I am a fan of the support mechanism with LbryCrd. The cost of each transaction is minimal and prevents spam, however, maybe the community doesn't want to spend money. I am not a particular fan of this because it may hinder user adoption of the features described above, but maybe a meta element costs X to post, and stays relevant unless those credits are spent similar to how a claim can be spent. This also improves the guarding against spam and only keeps information in the set while the user deems the meta element as contributing to the content.

lyoshenka commented 6 years ago

I added playlists (e.g. "my workout playlist") to the list of example use cases. It's different because its a collection that I (as a user) should be able to retain final authority over (or should I?). That may be outside the scope of this proposal because its not connected to questions of mixed ownership/authority, but I think it's related.

BrannonKing commented 5 years ago

In my mind tags and comments are not very similar: tags are intended to be upfront and stable. Comments are intended to accumulate over time. Tags come from the publisher; comments come from the consumer. Publishers do not want to have their content polluted by consumers. Tags, comments, ratings, and playlists should each have their own proposal.

lyoshenka commented 5 years ago

maybe a Token-Curated Registry pattern could work? you can think of each tag as being a registry of content described by the tag. A TCR lets the community vote on what content belongs on the list. If you apply a tag to your content and it gets voted out, you lose LBC. If you vote for tags and the majority agrees with you, you earn LBC. So you're incentivized to curate and to curate accurately (where accurately = with the majority). Not a complete solution, but the start of an idea.

ref: http://tokenengineering.net/tcr

tiger5226 commented 5 years ago

This is really cool @lyoshenka! I like this a lot for a community judging mechanism.

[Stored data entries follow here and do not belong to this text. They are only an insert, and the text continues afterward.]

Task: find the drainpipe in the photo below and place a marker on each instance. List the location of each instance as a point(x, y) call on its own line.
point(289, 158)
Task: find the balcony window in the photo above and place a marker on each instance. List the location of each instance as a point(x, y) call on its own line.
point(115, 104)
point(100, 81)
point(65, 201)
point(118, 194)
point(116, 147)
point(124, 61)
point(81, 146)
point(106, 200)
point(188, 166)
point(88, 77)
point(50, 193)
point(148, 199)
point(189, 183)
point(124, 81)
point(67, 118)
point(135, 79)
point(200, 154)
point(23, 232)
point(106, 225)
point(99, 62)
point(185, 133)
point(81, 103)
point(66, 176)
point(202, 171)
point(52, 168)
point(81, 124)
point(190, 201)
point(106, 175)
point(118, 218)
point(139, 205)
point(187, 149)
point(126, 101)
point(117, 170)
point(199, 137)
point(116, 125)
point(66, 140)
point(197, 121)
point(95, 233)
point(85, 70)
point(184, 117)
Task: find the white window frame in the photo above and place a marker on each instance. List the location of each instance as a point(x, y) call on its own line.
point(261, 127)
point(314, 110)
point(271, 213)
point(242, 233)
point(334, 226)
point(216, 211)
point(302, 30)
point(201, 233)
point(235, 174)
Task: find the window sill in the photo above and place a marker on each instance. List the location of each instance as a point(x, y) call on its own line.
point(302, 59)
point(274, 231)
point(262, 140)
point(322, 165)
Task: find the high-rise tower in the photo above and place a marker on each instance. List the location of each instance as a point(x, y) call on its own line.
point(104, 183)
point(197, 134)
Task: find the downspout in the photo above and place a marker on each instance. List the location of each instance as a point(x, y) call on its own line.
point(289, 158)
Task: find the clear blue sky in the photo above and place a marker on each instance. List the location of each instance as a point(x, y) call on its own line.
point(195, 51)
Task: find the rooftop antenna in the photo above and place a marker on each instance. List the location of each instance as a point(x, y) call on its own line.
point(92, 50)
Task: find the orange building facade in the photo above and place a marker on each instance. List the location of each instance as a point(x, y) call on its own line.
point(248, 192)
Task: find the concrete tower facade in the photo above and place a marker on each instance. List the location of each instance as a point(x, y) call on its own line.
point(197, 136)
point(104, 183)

kauffj commented 5 years ago

That's a good link @lyoshenka, thanks for sharing.

My initial reaction is that the TCR pattern is promising if we decided that firm categorization is a requisite. That is, a tag either does or does not apply to piece of content for all users.

If firm categorization is not a requirement, then I would wonder if we lose information by requiring firmness. Content that narrowly passes a challenge is less likely to be as strong of a candidate for that tag as a piece of content that passes it's challenge indisputably. Similar for content that narrowly fails.